Internal Struggles: She admits to initially grappling with bisexuality and internalized homophobia, fearing the complexity it might add to her life.
"I was like, how can this happen? But I think I was afraid of hurting Robbie's feelings."
— Gabby Windey [XX:XX]
Self-Acceptance: Gabby concludes that embracing whatever her true identity may be is essential, emphasizing self-love and authenticity.
"I'm the master of my own life. I get to live it however I want."
— Gabby Windey [XX:XX]
Gabby ventures into unconventional topics, blending skepticism with humor as she discusses AI predictions and societal changes.
AI and Natural Disasters: She questions the practicality and accuracy of AI programs predicting events like tsunamis and alien invasions, expressing doubt over their efficacy.
"If they're out there and you're so sure of it, why can't I see some kind of photo evidence?"
— Gabby Windey [XX:XX]
Astrology and Society: Gabby touches upon astrology, linking celestial movements to societal revolutions, all while maintaining a satirical tone.
"Aquarius is in Pluto. We're revolting against the man."
— Gabby Windey [XX:XX]
Throughout the episode, Gabby shares a series of spontaneous thoughts, ranging from critiques of reality TV characters to personal anecdotes about her relationship dynamics.

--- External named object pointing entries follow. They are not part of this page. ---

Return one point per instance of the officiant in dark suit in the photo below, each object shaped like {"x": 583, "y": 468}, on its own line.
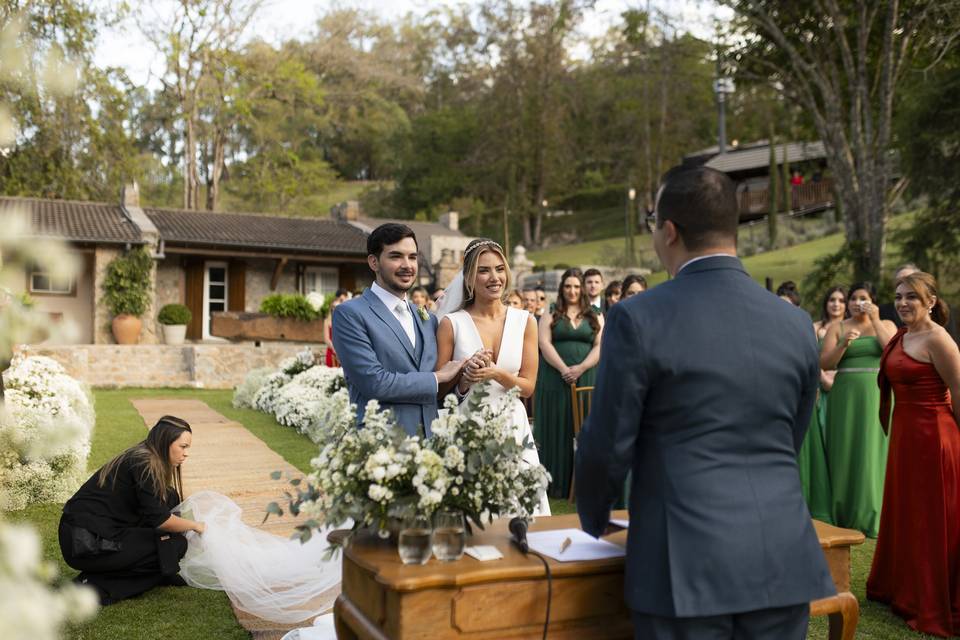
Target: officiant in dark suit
{"x": 705, "y": 388}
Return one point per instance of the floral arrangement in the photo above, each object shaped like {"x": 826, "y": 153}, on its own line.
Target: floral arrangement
{"x": 245, "y": 392}
{"x": 471, "y": 462}
{"x": 301, "y": 394}
{"x": 29, "y": 607}
{"x": 45, "y": 432}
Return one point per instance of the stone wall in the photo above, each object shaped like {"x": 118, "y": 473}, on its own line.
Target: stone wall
{"x": 259, "y": 275}
{"x": 202, "y": 366}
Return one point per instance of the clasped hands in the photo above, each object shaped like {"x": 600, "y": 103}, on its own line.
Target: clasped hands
{"x": 477, "y": 368}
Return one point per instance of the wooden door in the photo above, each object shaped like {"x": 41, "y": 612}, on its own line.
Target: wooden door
{"x": 193, "y": 268}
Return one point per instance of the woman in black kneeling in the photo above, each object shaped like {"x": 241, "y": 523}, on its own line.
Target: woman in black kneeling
{"x": 118, "y": 530}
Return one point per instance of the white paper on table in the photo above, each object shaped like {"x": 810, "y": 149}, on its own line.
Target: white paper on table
{"x": 583, "y": 546}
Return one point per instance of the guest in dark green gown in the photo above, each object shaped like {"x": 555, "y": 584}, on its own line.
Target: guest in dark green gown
{"x": 812, "y": 459}
{"x": 569, "y": 352}
{"x": 856, "y": 445}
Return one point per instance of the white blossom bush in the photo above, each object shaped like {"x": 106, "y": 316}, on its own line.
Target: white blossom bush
{"x": 29, "y": 608}
{"x": 302, "y": 402}
{"x": 45, "y": 431}
{"x": 245, "y": 392}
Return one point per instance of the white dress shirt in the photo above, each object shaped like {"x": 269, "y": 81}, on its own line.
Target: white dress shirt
{"x": 400, "y": 309}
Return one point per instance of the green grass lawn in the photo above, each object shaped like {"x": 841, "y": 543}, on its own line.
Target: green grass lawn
{"x": 169, "y": 613}
{"x": 790, "y": 263}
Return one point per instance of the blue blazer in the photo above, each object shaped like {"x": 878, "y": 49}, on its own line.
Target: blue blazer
{"x": 379, "y": 363}
{"x": 705, "y": 388}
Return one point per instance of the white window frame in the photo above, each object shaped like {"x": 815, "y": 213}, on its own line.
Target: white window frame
{"x": 206, "y": 296}
{"x": 320, "y": 272}
{"x": 51, "y": 291}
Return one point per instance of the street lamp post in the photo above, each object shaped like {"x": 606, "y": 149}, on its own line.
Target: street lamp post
{"x": 630, "y": 226}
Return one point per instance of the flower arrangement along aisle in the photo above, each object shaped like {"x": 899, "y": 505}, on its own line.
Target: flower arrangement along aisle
{"x": 368, "y": 476}
{"x": 45, "y": 431}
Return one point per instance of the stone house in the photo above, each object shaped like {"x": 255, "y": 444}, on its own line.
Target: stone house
{"x": 208, "y": 261}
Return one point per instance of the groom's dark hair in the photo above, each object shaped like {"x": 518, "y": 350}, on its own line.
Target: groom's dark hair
{"x": 702, "y": 203}
{"x": 390, "y": 233}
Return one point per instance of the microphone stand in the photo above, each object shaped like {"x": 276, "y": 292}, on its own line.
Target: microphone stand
{"x": 518, "y": 535}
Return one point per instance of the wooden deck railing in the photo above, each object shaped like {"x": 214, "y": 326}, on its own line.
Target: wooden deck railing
{"x": 804, "y": 196}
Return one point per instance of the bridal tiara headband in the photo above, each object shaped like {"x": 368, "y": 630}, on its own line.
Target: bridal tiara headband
{"x": 483, "y": 243}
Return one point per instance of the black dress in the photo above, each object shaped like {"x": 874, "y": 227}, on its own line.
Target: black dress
{"x": 110, "y": 535}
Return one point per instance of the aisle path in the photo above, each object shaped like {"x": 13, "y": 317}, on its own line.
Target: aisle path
{"x": 225, "y": 457}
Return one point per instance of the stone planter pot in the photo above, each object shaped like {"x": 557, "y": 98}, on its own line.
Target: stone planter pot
{"x": 126, "y": 329}
{"x": 174, "y": 333}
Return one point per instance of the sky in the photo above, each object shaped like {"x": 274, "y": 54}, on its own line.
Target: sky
{"x": 123, "y": 46}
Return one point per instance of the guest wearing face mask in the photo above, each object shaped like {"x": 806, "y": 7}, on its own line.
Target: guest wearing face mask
{"x": 856, "y": 445}
{"x": 812, "y": 459}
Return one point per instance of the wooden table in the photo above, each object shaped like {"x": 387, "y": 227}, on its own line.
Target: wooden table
{"x": 385, "y": 599}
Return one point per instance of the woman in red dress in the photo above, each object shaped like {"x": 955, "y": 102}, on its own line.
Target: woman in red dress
{"x": 916, "y": 567}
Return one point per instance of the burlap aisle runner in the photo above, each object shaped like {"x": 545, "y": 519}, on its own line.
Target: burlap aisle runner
{"x": 228, "y": 459}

Relationship Dynamics: She humorously describes the physical aspects of her relationship, highlighting the balance between love and physical compatibility.
"I'm twice her size, but I don't care. There's love in it."
— Gabby Windey [XX:XX]
Cultural Commentary: Gabby comments on societal standards and the sexualization of women, advocating for empowerment and self-definition.
"There's this new thing called pussy power."
— Gabby Windey [XX:XX]
As per the episode's structure, Gabby includes promotional segments for various products and services such as Green Chef, Lucy Nicotine, DSO1, StoryWorth, and Quince. These segments, while part of the transcript, are considered advertisements and are excluded from this summary to focus solely on the episode's main content.
"A Vulva to a Rose" offers listeners a blend of personal introspection, societal critique, and comedic relief. Gabby Windey masterfully intertwines her experiences with broader cultural observations, providing a multifaceted narrative that resonates with those navigating similar challenges. Her honest and unabashed approach invites listeners to reflect on their own lives and the societal norms that shape them.
Note: Timestamps marked as [XX:XX] indicate sections where the exact time reference from the transcript was not specified. For precise attribution, please refer to the original transcript.